Abstract
Purpose: :
To determine whether IOP-lowering medications reduce the risk of retinal arterial occlusions or retinal venous occlusions.
Methods: :
A retrospective case-control study evaluated patients with central retinal arterial occlusion (CRAO), branch retinal arterial occlusion (BRAO), central retinal venous occlusion (CRVO), or branch retinal venous occlusion (BRVO) and their matched controls. Conditional logistic regression models (based on matched variables) were used to predict the likelihood of each outcome while adjusting for the following covariates: treatment with IOP10 lowering medication in the year prior to index date (incrementally defined as 2 to 10 prescriptions), descriptives and comorbidities in the year prior to indexdate.
Results: :
In univariate analysis, CRVO, BRVO, and CRAO patients had fewer IOP lowering prescriptions in the year prior to index date than matched controls (not significant).

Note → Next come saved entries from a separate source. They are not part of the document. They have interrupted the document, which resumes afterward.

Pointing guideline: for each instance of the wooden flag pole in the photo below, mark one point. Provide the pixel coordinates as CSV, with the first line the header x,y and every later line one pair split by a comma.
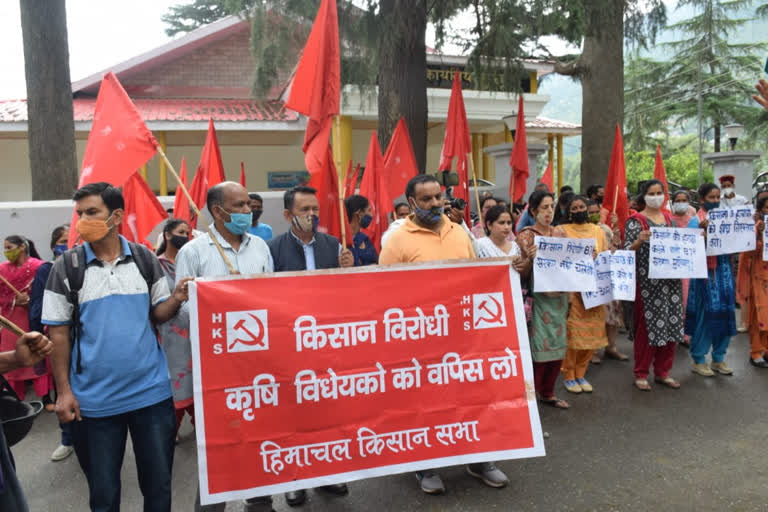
x,y
477,194
15,329
9,285
196,209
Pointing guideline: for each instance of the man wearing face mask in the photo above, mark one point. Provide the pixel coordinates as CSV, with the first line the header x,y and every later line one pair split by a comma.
x,y
303,247
729,196
429,235
263,231
112,376
360,216
229,205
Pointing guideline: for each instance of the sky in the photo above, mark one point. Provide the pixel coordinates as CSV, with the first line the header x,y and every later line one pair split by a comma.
x,y
102,34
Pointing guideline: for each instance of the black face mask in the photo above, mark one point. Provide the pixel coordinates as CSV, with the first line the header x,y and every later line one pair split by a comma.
x,y
580,217
178,241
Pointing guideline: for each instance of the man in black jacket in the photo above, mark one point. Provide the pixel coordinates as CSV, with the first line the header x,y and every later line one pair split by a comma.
x,y
303,248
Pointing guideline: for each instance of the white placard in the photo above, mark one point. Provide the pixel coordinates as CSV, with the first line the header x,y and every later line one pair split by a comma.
x,y
765,237
731,230
615,276
564,265
677,253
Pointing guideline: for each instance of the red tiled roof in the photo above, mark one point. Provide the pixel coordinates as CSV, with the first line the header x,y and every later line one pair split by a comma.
x,y
15,111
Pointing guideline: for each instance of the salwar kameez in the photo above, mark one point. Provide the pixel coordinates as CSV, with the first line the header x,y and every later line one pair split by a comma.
x,y
658,309
547,328
752,287
710,320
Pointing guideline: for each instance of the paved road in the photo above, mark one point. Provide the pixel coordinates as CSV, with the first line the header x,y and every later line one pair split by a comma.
x,y
699,448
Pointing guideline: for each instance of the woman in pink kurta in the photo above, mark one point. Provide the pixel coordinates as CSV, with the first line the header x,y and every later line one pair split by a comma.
x,y
19,269
682,213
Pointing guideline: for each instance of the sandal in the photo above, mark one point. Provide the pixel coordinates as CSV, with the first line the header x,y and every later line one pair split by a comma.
x,y
555,402
612,353
668,381
642,384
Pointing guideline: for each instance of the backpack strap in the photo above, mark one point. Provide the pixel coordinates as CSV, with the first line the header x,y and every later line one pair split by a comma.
x,y
74,267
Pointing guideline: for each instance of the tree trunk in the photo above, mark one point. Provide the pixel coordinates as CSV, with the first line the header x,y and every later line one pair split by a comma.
x,y
51,127
402,75
602,85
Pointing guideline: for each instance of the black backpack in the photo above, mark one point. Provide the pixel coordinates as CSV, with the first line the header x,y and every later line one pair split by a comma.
x,y
74,266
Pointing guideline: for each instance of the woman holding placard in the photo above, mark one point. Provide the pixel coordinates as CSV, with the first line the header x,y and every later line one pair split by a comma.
x,y
709,319
658,318
752,291
547,327
586,327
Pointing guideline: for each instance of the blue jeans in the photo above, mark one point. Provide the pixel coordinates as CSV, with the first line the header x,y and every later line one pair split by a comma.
x,y
100,446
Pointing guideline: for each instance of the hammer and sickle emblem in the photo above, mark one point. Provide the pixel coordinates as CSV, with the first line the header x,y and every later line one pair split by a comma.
x,y
253,339
495,317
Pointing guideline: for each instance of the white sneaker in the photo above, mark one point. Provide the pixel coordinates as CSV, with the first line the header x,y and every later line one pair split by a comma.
x,y
61,453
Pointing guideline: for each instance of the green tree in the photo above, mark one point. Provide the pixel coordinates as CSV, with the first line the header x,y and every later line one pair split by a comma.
x,y
705,61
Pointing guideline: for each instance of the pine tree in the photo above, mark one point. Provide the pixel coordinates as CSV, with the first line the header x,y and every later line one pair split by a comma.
x,y
704,57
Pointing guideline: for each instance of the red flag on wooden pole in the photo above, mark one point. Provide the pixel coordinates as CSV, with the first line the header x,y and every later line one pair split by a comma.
x,y
616,184
457,143
518,160
210,171
399,161
143,212
316,93
119,142
181,208
547,178
373,188
661,174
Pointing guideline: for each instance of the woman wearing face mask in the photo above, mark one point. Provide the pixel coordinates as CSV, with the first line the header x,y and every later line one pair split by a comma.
x,y
709,319
58,246
612,309
360,216
682,213
658,318
173,333
586,327
20,268
752,291
547,324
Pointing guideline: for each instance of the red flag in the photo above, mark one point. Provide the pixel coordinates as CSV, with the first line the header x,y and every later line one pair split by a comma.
x,y
372,187
518,160
119,142
616,186
547,178
399,161
457,143
661,174
316,92
210,172
181,208
351,181
143,212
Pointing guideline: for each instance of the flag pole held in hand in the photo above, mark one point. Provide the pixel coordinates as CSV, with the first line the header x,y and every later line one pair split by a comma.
x,y
196,209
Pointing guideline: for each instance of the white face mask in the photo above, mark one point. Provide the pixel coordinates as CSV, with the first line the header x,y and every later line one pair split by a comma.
x,y
654,201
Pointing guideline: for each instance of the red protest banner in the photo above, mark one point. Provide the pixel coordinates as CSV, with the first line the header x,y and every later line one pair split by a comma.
x,y
302,380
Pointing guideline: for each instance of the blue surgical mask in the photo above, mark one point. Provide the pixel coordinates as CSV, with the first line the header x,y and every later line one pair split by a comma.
x,y
59,249
428,217
239,223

After adjusting for covariates, CRVO and BRVO patients treated with IOP-lowering medications in the year prior to index date were less likely to develop ocular ischemic events. As the number of prescriptions used to define the treatment cutoff increased, so did the protective effects of the OR. In other words, the more IOP-lowering prescriptions a patient received, the less likely he was to experience a retinal venous occlusion. This trend was significant for both CRVO (P<0.0001) and BRVO (P=0.0110) patients. However, a similar trend was not observed in the CRAO and BRAO patients.
Conclusions: :
Results of our study suggest that IOP-lowering medication is associated with a possible protective effect against retinal venous occlusions.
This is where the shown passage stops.